İttifaktan Da Öte…

Saadet Partisi Genel Başkanı Temel Karamollaoğlu'nun talebi üzerine Cumhurbaşkanı Recep Tayyip Erdoğan ile 2 saat 15 dakika süren bir görüşme gerçekleştirildi.

İttifaktan Da Öte…
TAKİP ET Google News ile Takip Et

Görüşmeye dair bilgiler veren Karamollaoğlu, “Sayın Cumhurbaşkanımızla bir görüşme talebimiz olmuştu. Bugüne randevu verdiler. 2 saat kadar uzunca bir zaman hem ülkemizin hem dünyanın neredeyse temas etmediğimiz meselesi kalmadı. Bazı noktalarda aynı fikirleri bazı noktalarda da farklı fikirleri belki taşıyoruz ama çok dostane güzel bir görüşme oldu. Onun ötesinde de söyleyecek başka bir şey bulamıyorum.

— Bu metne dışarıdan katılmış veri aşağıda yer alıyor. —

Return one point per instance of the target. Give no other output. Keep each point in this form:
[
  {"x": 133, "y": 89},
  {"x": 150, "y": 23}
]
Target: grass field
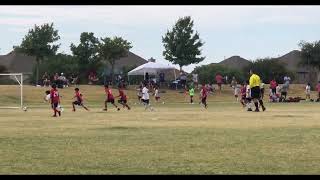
[{"x": 177, "y": 138}]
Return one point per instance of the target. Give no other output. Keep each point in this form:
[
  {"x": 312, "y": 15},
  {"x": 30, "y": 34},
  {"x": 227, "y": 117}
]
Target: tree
[
  {"x": 267, "y": 69},
  {"x": 208, "y": 72},
  {"x": 310, "y": 54},
  {"x": 59, "y": 63},
  {"x": 112, "y": 49},
  {"x": 86, "y": 53},
  {"x": 181, "y": 45},
  {"x": 39, "y": 43}
]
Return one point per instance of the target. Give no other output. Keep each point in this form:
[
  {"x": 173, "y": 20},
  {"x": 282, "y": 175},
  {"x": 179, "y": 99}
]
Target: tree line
[{"x": 182, "y": 46}]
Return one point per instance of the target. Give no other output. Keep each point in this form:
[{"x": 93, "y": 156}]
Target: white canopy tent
[{"x": 152, "y": 68}]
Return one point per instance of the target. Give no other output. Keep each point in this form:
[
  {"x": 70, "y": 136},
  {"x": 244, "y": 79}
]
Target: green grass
[{"x": 177, "y": 138}]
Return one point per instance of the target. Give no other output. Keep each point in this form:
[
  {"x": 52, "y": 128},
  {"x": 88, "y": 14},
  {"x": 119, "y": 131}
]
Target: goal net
[{"x": 11, "y": 90}]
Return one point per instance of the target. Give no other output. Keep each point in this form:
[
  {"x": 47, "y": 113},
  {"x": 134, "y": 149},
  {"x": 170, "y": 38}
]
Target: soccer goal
[{"x": 11, "y": 90}]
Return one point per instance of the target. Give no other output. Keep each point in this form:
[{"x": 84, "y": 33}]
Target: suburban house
[
  {"x": 290, "y": 60},
  {"x": 20, "y": 63}
]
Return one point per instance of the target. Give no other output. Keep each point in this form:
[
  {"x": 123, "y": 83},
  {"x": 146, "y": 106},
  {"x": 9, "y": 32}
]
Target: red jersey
[
  {"x": 122, "y": 95},
  {"x": 54, "y": 96},
  {"x": 109, "y": 93},
  {"x": 204, "y": 92},
  {"x": 78, "y": 95}
]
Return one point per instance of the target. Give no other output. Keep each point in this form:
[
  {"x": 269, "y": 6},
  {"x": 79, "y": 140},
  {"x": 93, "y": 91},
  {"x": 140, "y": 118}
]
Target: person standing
[
  {"x": 191, "y": 94},
  {"x": 219, "y": 79},
  {"x": 262, "y": 89},
  {"x": 145, "y": 98},
  {"x": 195, "y": 79},
  {"x": 254, "y": 83},
  {"x": 308, "y": 92},
  {"x": 55, "y": 100},
  {"x": 203, "y": 96},
  {"x": 273, "y": 86}
]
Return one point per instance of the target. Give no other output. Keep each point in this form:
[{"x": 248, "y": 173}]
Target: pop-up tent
[{"x": 152, "y": 68}]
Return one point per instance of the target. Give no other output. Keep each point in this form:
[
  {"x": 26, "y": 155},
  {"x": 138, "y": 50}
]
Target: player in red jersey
[
  {"x": 109, "y": 99},
  {"x": 55, "y": 100},
  {"x": 243, "y": 92},
  {"x": 79, "y": 100},
  {"x": 203, "y": 96},
  {"x": 123, "y": 97}
]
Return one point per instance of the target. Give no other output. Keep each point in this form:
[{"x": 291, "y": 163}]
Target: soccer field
[{"x": 177, "y": 138}]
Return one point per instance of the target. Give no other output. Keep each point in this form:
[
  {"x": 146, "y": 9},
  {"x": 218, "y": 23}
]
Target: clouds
[{"x": 204, "y": 16}]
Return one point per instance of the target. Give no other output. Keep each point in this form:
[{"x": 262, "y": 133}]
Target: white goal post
[{"x": 19, "y": 78}]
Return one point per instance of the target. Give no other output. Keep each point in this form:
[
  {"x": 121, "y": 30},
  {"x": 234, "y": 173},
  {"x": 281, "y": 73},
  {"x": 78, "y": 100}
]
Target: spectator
[
  {"x": 92, "y": 78},
  {"x": 56, "y": 78},
  {"x": 183, "y": 79},
  {"x": 74, "y": 79},
  {"x": 63, "y": 80},
  {"x": 318, "y": 90},
  {"x": 219, "y": 79},
  {"x": 195, "y": 79},
  {"x": 233, "y": 82},
  {"x": 46, "y": 79},
  {"x": 147, "y": 77},
  {"x": 161, "y": 78},
  {"x": 273, "y": 85}
]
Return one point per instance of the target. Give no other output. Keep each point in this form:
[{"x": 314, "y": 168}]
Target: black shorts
[
  {"x": 79, "y": 103},
  {"x": 255, "y": 92},
  {"x": 145, "y": 101},
  {"x": 54, "y": 105},
  {"x": 122, "y": 101},
  {"x": 110, "y": 101}
]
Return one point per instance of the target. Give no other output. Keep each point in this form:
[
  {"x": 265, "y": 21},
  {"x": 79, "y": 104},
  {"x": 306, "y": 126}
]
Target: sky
[{"x": 248, "y": 31}]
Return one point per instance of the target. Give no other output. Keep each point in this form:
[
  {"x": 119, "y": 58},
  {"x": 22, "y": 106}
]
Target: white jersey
[
  {"x": 145, "y": 93},
  {"x": 248, "y": 91}
]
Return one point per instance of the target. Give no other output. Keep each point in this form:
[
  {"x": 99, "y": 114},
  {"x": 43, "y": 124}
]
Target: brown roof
[
  {"x": 131, "y": 60},
  {"x": 20, "y": 63},
  {"x": 235, "y": 62}
]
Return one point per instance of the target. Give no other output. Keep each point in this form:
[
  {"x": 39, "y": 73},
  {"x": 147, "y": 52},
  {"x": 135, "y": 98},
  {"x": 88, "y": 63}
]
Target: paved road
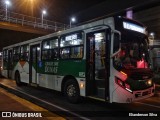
[{"x": 88, "y": 108}]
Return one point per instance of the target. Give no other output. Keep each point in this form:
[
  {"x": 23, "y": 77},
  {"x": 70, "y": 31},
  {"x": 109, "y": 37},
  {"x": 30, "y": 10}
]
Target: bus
[
  {"x": 107, "y": 60},
  {"x": 0, "y": 63}
]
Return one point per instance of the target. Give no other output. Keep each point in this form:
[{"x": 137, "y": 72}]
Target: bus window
[
  {"x": 50, "y": 49},
  {"x": 71, "y": 46},
  {"x": 24, "y": 52},
  {"x": 16, "y": 54}
]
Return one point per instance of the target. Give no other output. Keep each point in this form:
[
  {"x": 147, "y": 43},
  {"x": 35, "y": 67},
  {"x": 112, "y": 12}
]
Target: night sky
[{"x": 57, "y": 10}]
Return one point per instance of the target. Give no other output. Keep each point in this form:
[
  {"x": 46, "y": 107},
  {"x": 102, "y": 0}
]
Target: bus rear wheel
[
  {"x": 18, "y": 79},
  {"x": 71, "y": 91}
]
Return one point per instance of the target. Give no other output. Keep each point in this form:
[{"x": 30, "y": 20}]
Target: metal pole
[
  {"x": 42, "y": 19},
  {"x": 6, "y": 11}
]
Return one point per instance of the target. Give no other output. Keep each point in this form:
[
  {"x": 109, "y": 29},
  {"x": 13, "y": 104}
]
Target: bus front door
[
  {"x": 98, "y": 64},
  {"x": 33, "y": 67},
  {"x": 10, "y": 64}
]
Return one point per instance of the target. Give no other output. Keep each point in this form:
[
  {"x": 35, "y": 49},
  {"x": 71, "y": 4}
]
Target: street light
[
  {"x": 72, "y": 20},
  {"x": 7, "y": 3},
  {"x": 43, "y": 13}
]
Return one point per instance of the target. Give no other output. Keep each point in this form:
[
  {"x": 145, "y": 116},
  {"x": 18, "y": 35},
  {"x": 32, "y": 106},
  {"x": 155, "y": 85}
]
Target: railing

Teşekkür ediyorum ilginiz için” diye konuştu.


Bu açıklamadan sonra medyada Erdoğan'ın Karamollaoğlu ile el sıkıştıktan sonra yanındaki koltuk yerine kanepeyi işaret ettiği, Karamollaoğlu'nun, koltuğa değil de kanepeye oturması polemiğini de yine Karamollaoğlu, “ben PRC testi yapmamıştım, cumhurbaşkanımız da tedbiren mesafeli oturmamız daha iyi teklifinde bulundu” diyerek olayın iç yüzünü ortaya koydu ve  fitne çıkarmak isteyenlerin elindeki tüm niyet okuma argümanlarını ellerinden aldı.


Erdoğan ile Karamollaoğlu görüşmesini birileri çok sığ değerlendirerek Cumhur ittifakını genişletmek ve birkaç puan oy daha kazandırmak olarak görebilir. Oysa Saadet ve Yeniden Refah Partisi ile Ak Parti arasındaki görüşmelerin en önemli ve en hayati tarafı, yanlışların, hataların ve çizgiden nasıl uzaklaşıldığının “dost acı söyler” kabilinden Erdoğan’a söylenmesidir.


Ak Parti’nin tabanından uzaklaştığı, bazı seçilmiş  ve bürokratlar hakkında yolsuzluk ve usulsüzlük iddialarının olması, aşırı lüks ve israfın birçok  kurumlarda yaşanması, Külliye adını kullanan bazı isimlerin ihale alması  gibi konular ve bunların olumsuz yansımasının ülkeyi adım adım CHP iktidarına götürüyor  konumuna  sürüklenmesi, bazı danışmanların  kendisine halkın gerçek gündemi ve sıkıntılarını anlatmaması ve yanlış yönlendirmeleri meselelerinin görüşülmesi ve tartışılması,  ittifakın genişletilmesi gündeminden daha önemli ve daha elzemdi.


Erdoğan’ın “Abi” diye hitap ettiği ve saygı duyduğu Temel Karamollaoğlu’nun hemen herkesin gördüğü yanlışları ve hataları iki buçuk saat içerisinde dostane olarak dile getirmesi, Ak Parti tabanının da duygularına tercüman oldu. 


Umarız Erdoğan-Karamollaoğlu görüşmesi, Hakimiyet Gazetesi olarak bizlerin de sık sık gündeme getirdiği yanlışların düzeltilmesine ve tabanla yeniden barışılmasına sebep olur.


Şunu da bilmek lazım ki Karamollaoğlu ne demişse ve neyi eleştirmişse faydası  Saadet’e değil Ak Parti’ye ve Erdoğan’a, dolayısıyla ülkemize ve geleceğimize olacaktır.  


Bu duyarlılığı ve kardeşlerinin yanlışlarını bizzat söylemeyi kendine görev olarak görmesini, iktidardan beslenen bazı taraflar  önemli görmese de  Ak Parti’nin fabrika ayarlarına dönme noktasında bir milat olabilir. 


Yukarıda da dediğimiz gibi mesele sadece ittifakı genişletmek meselesi değil, Karamollaoğlu’nun birinci ağızdan Erdoğan’a gerçek Türkiye fotoğrafını sunmasıdır.